Arapaho Princess Treasure – Long ago, the Spaniards buried eight burro-loads of 50 lb gold bars somewhere in the stone cliffs above the Purgatory River about 5 miles east of Las Animas. It is said that the gold bars were buried about 300 feet away from a strange arrangement of rocks, one in the shape of a doll, and stood about 30 feet high. The burial site was near an early 1800s village in the foothills. However, before any of the gold could be spent or moved, the Spanish were killed, and the treasure was never recovered.
Chacuaco Canyon Treasure – In 1858, a wagon train was traveling through the southeast part of Colorado, in what is now Las Animas County, carrying 1,500 pounds of gold Ingots. Suddenly, the wagon train was attacked by a group of outlaws and renegade Indians. At first, the wagon train prevailed, driving off the would-be thieves, and, to elude their tormentors, the travelers detoured through Chacuaco Canyon.
However, the outlaw gang pursued the wagon train with a vengeance. Three wagon train members quickly loaded the gold ingots onto six mules and led the animals to a rock outcropping along a nearby creek. While the three were hiding the gold, the outlaws caught up with the wagon train and were furious; they slaughtered each and every party member.
While the massacre occurred, the three men escaped to a nearby Mexican village. However, when they returned to retrieve the gold, they were killed by Ute Indians before ever reaching their destination.
To this day, the treasure has never been found.
Update! June 2009 – From one of our readers, Legends of America has learned that though the facts of our tale are partially incorrect, the legend of the treasure is true. Doing his own research for several years, our reader has determined the “real story” and has located the vast majority of the treasure, which included small gold bars with Spanish insignias.
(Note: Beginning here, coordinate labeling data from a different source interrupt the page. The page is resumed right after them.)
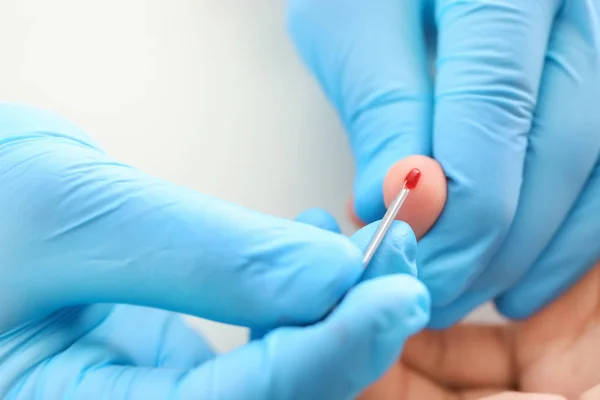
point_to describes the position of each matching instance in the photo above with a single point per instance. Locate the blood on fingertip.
(412, 179)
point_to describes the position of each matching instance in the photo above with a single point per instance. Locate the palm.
(554, 351)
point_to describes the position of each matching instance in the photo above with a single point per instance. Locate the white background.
(205, 93)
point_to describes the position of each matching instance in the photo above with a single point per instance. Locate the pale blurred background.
(205, 93)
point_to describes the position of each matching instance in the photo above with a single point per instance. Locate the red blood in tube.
(412, 179)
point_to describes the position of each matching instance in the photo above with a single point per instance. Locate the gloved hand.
(80, 232)
(511, 116)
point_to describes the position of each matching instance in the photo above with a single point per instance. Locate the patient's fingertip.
(425, 203)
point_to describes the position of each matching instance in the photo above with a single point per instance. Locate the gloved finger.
(563, 148)
(319, 219)
(315, 217)
(80, 228)
(569, 256)
(396, 254)
(371, 59)
(335, 359)
(152, 338)
(486, 91)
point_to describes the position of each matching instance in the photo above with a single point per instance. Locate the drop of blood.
(412, 179)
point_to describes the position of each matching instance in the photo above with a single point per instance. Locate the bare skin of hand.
(556, 351)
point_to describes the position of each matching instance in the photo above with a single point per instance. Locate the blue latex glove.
(81, 232)
(511, 115)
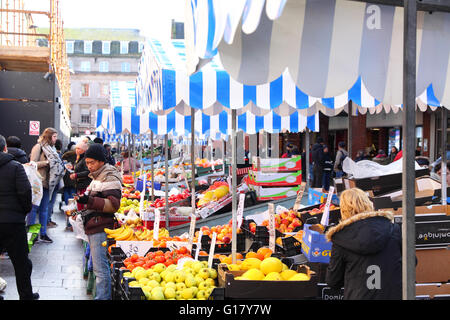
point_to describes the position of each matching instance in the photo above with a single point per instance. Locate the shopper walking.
(81, 172)
(102, 201)
(15, 149)
(340, 157)
(51, 169)
(366, 256)
(15, 202)
(317, 155)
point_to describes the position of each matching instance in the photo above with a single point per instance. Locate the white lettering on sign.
(374, 20)
(272, 227)
(211, 250)
(35, 127)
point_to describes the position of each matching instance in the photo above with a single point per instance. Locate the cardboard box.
(433, 291)
(275, 179)
(433, 265)
(277, 165)
(382, 184)
(289, 290)
(314, 245)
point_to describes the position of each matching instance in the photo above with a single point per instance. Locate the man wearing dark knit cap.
(102, 198)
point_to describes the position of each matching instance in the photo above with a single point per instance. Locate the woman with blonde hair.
(366, 255)
(51, 169)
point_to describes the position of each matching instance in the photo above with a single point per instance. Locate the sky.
(152, 17)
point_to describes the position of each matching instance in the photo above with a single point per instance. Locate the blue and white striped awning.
(325, 45)
(163, 84)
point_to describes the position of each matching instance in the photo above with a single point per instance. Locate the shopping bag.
(78, 228)
(36, 182)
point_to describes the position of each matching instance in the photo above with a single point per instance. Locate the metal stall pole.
(233, 186)
(152, 165)
(308, 178)
(444, 157)
(166, 174)
(408, 176)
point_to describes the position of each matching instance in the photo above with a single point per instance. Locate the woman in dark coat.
(366, 256)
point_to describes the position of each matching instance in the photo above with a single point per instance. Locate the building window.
(70, 46)
(104, 90)
(88, 47)
(85, 66)
(106, 47)
(104, 66)
(85, 90)
(123, 47)
(126, 67)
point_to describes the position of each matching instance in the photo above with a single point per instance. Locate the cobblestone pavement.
(57, 267)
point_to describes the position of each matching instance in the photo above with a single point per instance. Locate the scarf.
(56, 167)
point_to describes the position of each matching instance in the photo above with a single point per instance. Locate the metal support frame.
(408, 176)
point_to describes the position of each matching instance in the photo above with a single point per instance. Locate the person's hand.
(83, 199)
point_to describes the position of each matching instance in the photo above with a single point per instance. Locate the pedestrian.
(15, 149)
(327, 165)
(109, 157)
(102, 201)
(317, 155)
(128, 162)
(51, 169)
(70, 157)
(15, 203)
(81, 171)
(340, 157)
(393, 154)
(366, 253)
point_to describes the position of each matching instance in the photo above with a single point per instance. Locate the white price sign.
(240, 211)
(272, 227)
(326, 212)
(199, 244)
(211, 250)
(134, 247)
(156, 224)
(192, 229)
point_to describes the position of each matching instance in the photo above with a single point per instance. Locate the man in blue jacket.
(15, 203)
Devil’s Head Mountain -Devil’s Head Mountain, thirty miles north of Woodland Park, can be seen for 75 miles as it towers over the vast forest and scenic meadows. The area surrounding the landmark is filled with wild gulches, mysterious caves, and thick timber. In the late 1800s, the area was rife with outlaws due to its many opportunistic hideouts. There are numerous tales of buried treasure in the Devil’s Head vicinity, just waiting to be found. While there, you can enjoy the area’s multiple jeep roads, trails, and days of exploring. At the summit is the last operating fire lookout tower along Colorado’s Front Range. The tower was built in 1912 with materials packed up the mountain by mules. The tower offers a magnificent 360-degree view of the surrounding Pike National Forest. The easiest way to get there is to go west from Sedalia on Rt 67, then south on Rampart Range Road, then ten miles to the Devil’s Head access road.
Irish Canyon -In the late 1800’s Irish Canyon was a popular hideout of outlaws Butch Cassidy and the Wild Bunch, Matt Warner, Isom Dart, and many others as they spent time in the Browns Park vicinity in Moffat County. Supposedly, $30,000 in silver coins remains buried somewhere in the canyon.
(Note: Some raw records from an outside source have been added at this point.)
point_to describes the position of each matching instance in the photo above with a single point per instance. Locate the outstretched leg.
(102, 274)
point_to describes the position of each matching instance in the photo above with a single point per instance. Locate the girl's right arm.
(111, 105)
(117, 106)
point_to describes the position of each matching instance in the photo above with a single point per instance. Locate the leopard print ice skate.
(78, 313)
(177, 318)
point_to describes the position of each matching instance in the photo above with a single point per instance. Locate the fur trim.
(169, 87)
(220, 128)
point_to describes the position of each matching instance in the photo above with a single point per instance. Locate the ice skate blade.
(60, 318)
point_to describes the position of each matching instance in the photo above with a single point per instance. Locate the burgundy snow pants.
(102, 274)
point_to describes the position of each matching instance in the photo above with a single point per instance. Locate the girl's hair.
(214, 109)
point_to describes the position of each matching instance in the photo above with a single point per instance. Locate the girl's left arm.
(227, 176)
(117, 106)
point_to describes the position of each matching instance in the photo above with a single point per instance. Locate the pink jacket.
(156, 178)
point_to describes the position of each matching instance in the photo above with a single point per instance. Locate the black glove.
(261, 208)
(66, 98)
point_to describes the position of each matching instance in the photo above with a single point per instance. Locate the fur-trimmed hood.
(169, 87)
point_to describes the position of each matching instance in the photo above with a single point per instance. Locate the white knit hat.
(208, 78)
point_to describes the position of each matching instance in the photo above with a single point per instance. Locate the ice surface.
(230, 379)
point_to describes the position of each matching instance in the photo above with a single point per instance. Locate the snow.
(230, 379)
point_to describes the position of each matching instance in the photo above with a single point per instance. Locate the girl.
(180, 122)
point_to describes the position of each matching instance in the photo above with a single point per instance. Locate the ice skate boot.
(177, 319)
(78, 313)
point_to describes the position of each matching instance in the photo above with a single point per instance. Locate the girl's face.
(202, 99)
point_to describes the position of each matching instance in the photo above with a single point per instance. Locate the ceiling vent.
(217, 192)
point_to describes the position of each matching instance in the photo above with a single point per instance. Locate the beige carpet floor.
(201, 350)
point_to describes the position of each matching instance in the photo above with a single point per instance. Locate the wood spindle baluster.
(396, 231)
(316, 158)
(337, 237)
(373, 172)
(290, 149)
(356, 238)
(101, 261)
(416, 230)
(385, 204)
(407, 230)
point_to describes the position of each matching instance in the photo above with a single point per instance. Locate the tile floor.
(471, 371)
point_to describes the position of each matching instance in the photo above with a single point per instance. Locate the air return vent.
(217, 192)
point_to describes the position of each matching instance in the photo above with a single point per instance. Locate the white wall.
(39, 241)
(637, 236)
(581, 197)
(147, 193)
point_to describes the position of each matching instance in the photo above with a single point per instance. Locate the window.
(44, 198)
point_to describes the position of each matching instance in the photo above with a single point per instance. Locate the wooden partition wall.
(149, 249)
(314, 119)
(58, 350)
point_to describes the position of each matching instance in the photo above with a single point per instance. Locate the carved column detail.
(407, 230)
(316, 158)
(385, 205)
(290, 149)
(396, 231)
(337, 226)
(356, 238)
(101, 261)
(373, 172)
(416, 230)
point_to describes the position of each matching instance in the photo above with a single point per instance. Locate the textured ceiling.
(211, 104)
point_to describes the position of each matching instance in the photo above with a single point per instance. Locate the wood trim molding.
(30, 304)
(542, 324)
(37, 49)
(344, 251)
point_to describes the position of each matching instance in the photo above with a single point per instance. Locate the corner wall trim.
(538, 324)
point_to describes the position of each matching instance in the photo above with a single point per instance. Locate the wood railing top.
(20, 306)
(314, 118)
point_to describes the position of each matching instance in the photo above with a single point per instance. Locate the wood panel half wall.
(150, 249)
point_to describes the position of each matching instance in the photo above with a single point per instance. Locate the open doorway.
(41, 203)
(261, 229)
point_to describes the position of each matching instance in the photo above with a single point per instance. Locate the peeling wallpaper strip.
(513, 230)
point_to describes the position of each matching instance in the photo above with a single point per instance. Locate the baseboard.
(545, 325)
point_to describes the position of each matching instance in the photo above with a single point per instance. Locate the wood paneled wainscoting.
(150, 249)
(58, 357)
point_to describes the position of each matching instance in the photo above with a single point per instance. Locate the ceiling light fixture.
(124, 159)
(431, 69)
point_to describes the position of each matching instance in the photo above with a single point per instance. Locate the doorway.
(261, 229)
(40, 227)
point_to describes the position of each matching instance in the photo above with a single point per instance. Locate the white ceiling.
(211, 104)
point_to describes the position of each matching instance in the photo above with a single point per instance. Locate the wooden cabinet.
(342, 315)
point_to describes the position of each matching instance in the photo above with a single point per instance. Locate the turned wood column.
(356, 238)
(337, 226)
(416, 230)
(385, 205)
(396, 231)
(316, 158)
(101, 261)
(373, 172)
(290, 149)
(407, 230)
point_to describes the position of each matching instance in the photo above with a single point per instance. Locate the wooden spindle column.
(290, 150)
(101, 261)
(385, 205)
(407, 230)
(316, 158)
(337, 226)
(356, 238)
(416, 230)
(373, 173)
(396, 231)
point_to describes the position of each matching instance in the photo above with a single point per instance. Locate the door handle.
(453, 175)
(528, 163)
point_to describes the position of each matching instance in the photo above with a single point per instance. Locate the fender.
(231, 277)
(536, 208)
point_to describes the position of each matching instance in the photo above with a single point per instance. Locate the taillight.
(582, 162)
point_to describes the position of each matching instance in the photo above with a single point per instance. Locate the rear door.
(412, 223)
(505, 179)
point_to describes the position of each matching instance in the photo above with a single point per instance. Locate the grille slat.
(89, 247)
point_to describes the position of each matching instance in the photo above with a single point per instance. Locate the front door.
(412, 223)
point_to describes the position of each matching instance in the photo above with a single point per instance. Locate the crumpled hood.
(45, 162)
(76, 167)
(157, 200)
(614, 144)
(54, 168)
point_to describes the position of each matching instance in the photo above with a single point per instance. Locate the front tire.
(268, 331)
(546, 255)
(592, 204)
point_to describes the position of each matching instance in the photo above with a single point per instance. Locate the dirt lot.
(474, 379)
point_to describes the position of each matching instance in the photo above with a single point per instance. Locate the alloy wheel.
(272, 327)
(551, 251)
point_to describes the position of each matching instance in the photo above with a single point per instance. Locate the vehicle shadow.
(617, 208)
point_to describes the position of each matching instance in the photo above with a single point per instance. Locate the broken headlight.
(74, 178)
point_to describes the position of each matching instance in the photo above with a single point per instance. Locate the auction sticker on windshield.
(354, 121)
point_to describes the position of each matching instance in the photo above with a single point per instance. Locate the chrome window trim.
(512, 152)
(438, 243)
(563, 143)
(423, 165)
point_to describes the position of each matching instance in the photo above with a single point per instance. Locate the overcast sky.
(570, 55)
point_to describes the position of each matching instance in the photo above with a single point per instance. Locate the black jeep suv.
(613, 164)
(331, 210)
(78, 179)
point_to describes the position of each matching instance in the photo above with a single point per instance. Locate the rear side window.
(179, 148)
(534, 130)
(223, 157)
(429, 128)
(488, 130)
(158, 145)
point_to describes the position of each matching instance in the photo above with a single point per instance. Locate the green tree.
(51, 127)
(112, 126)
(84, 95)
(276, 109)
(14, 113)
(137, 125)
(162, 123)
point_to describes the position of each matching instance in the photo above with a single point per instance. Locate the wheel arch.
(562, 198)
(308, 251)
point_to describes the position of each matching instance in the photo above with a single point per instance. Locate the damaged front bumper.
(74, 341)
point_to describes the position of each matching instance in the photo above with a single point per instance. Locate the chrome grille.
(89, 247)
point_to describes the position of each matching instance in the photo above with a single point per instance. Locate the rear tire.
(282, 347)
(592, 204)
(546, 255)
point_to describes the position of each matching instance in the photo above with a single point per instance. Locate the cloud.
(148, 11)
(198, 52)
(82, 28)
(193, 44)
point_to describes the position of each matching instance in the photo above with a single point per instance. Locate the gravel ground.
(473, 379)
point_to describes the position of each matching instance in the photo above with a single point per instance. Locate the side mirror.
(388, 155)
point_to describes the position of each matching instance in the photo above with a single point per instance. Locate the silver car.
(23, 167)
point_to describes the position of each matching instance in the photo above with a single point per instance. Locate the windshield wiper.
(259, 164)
While looking for the treasure, you can enjoy many excellent trails, hiking, and mountain opportunities. You can also visit the Irish Canyon Rock Art Site, where you can see the Fremont rock art from an elevated platform.
Moffat County is in the extreme northwest part of Colorado. Irish Canyon is northwest of Maybell. From Maybell, take US-40 to Colorado 318. Turn northwest onto 318 and continue to Moffat County Road 10N, which runs through the canyon.
Round Mountain -Long ago, a party of four French Canadians was said to have been trapping on the Snake River near Round Mountain. However, the Canadians were discovered by American trappers who took their furs and traps and ran them off. The four traveled south into western Colorado, and one of them found a gold nugget in the headwaters of the Gunnison River.
They spent the next month successfully panning the gravel in the creek beds. Ute Indians discovered the Frenchmen and attacked them. Three Frenchmen were killed in the running battle, which lasted several days. The fourth managed to escape over Cochetopa Pass (just west of Saguache). Sensing that his pursuers were closing in, he buried the gold on Round Mountain, hoping to return for it later. The Indians caught and killed the lone French-Canadian near the summit of Poncha Pass. The treasure has never been found, and the story endures hundreds of years later.
The Ten-Cent Treasure -Many years ago, a wagon train from the Denver mint, loaded with new dimes destined for Phoenix, Arizona, disappeared somewhere between a Crawford ranch and Montrose. Four to six wooden kegs of new dimes were loaded on four separate wagons traveling as a group. Several years later, treasure hunters found the remains of four wagons at the rim of a canyon where a side wash fell into the ravine. Though they were able to gather several gallons of dimes along the Gunnison River near the north rim of Black Canyon, more treasure awaits the finding.